# GT Idrive5 Custom (Tagebuch)



## Master | Torben (9. Oktober 2007)

Soho, dann will ich euch mal mein Projekt vorstellen.

Es geht grundlegend darum das ich für meine Dame ein neues Radl aufbauen will...

An sich sollte als Basis dieser Rahmen hier 'herhalten'...








... er entpuppte sich aber als VIEL zu hoch und deshalb 'adoptierte' ich den hier






Da meine Freundin rein garnichts von meinem Projekt ahnt ist es immer wieder lustig all die großen Pakete zu verstecken und nur dann zu schrauben wenn sie nicht da ist 

Der Rahmen sieht auf jedenfall derzeit so aus...






...und befindet sich auf dem Weg zum Kuhjand... mehr dazu später  

Hier nun einige erste Bilder zu den Teilen die schon da sind.

Gabs sehr günstig hier auf Mtb-news...





Die beiden Sachen gabs wiederum günstig bei eBay...










Und das hier hab ich in meiner Kiste gefunden...






Das wars vorerst - es wird noch VIEL folgen  

Bis dahin, könnt ihr ja mal spekulieren was noch so alles dran kommen könnte und allgemein eure Meinung dazu schreiben.


----------



## Master | Torben (16. Oktober 2007)

So dann - fröhlich geht es weiter! 

Habe heute ein schöönes Actionsports Paket bei der Post abgeholt...

Das war alles drin:

Die passende Kette ist auch dabei

























So richtig fertig ist das Radl damit aber immer noch nicht... es geht also weiter...


----------



## MTB-News.de




----------



## Master | Torben (24. Oktober 2007)

Heute kamen zwei Pakete... das eine liegt noch bei meinen Nachbarn und in dem anderen war das drin (da mit Blitz geknippst kommt die Farbe nich so gut rüber, ist aber verdammt heiß!)
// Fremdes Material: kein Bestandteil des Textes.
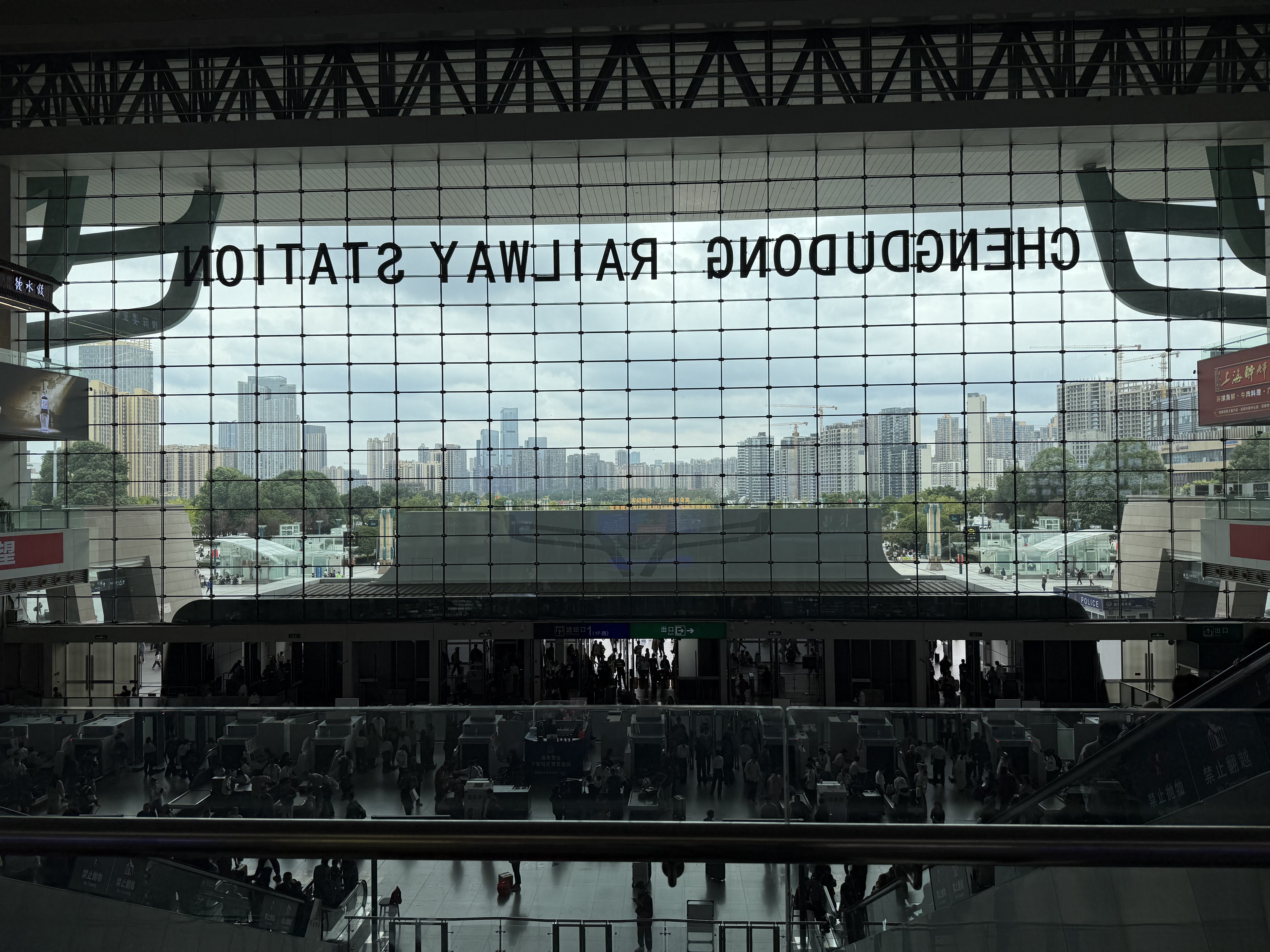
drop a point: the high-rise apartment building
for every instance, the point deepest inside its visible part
(1001, 437)
(1136, 408)
(315, 447)
(185, 470)
(1086, 410)
(948, 455)
(755, 470)
(794, 468)
(510, 438)
(976, 441)
(101, 413)
(139, 437)
(842, 459)
(131, 424)
(893, 436)
(227, 445)
(125, 365)
(269, 430)
(382, 460)
(1175, 413)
Dickes Lob an Kuhjand und seinen Pulvermeister (die Pulverbeschichtung ist wahnsinnig robust - musste am Lager was wegfeilen das hat ewig gedauert)!!!


----------



## Kint (24. Oktober 2007)

den faden kann ich mir ab letztem post nur noch mit sonnebrile anschaun. hab hier noch nen rts hinterteil rumliegen gleiche farbe... gott was hässlich...


----------



## Davidbelize (24. Oktober 2007)

warum nur?


----------



## Master | Torben (24. Oktober 2007)

Wie gesagt . die Farbe sieht in Echt wesentlich besser als auf dem Foto aus  und sie wollte es so 

Hier ist übrigens wieder was neues... grad von Nachbars geholt





Ist ne Solo Air.


----------



## chrrup150 (24. Oktober 2007)

die farbe ist doch klasse 
aufgebaut mit schwazen teilen, boah super


----------



## micki260 (24. Oktober 2007)

Ich kann mir auch ganz gut vorstellen das es aufgebaut interessant aussieht.
Habe zwar selber die 2007 er XT Kurbel verbaut,würde aber trotzdem was schwarzes bei deinem Aufbau bevorzugen.
Wünsche Dir viel Spass beim Schrauben


----------



## versus (24. Oktober 2007)

also ich kann mir schon vorstellen, dass das ein schickes teil wird.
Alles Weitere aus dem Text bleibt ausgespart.